As much as I hate both sugar and high-fructose corn syrup, I disagree. Here’s how he tries to drive the point home.

Because each of these sugars ends up as glucose and fructose in our guts, our bodies react the same way to both, and the physiological effects are identical.

I disagree because there is weak evidence that our bodies are the same, let alone that each body will “react the same” to different sugars. This difference in effect is no great secret if you look at the study and evolution of sports nutrition.

A related example is how some are affected differently by the lactose of various milks. Some people digest all forms of milk without noticing any differences. Those more sensitive to lactose, however, typically reject cow milk yet have few issues with camel or goat milk.

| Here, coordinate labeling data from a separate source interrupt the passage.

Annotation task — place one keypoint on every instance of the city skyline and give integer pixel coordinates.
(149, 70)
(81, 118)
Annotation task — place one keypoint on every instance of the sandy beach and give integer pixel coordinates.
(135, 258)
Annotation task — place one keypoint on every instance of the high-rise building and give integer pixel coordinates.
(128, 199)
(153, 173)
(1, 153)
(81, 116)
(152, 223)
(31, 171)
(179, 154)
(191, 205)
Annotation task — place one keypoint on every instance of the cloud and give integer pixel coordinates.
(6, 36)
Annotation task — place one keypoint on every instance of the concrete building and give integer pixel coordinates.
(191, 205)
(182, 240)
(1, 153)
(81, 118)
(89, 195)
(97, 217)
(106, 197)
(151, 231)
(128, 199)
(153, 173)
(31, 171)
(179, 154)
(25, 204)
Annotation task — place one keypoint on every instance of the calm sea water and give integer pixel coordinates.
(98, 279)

Along these lines, since I was a child I have run numerous tests (granted, not always very scientific or blind) that consistently demonstrate to me that high-fructose corn syrup has a very different effect on me than other forms of sugar.

The culmination of my research was in 2000 when I would eat two to three “health bars” during the day. I noticed right away that the days when I ate bars with high-fructose corn syrup I was less productive, less focused in my writing. I then started to isolate the bars by ingredients.

After just three weeks I found that Luna bars, sweetened without any high-fructose corn syrup gave me a boost of energy yet any bar that had high-fructose corn syrup would slow me down and sometimes even prevent me from thinking clearly.

Like removing caffeine or alcohol from a diet, after I had eliminated all high-fructose corn syrup from my diet the effect of it became even more pronounced. Very soon after high-fructose corn syrup now I notice a significant negative effect on mental acuity. Taubes points out a difference in “chronic toxins” and “acute toxins”. With that in mind it seems I treat high-fructose corn syrup as acute and other forms of sugar as chronic.

At the same time, despite all the non-fat marketing and advice, I have not found any link from the fat in nuts, vegetables and meat to obesity. I never accepted skim or low-fat milk as a step to health. It simply does not make sense to me and I have never noticed that effect. This is raised by Taubes as well.

…many of the key observations cited to argue that dietary fat caused heart disease actually support the sugar theory as well. During the Korean War, pathologists doing autopsies on American soldiers killed in battle noticed that many had significant plaques in their arteries, even those who were still teenagers, while the Koreans killed in battle did not. The atherosclerotic plaques in the Americans were attributed to the fact that they ate high-fat diets and the Koreans ate low-fat. But the Americans were also eating high-sugar diets, while the Koreans, like the Japanese, were not.

Strange that is taking so long for nutritionists to move ahead and advance their research and understanding of risks. Apparently there is very little work done in America on clinical trials that would help understand sugar and high-fructose corn syrup. That makes risk management far more difficult for consumers than necessary or safe. It is like being told to run a network without the means to look at the logs for breaches or inspect any traffic for malicious code.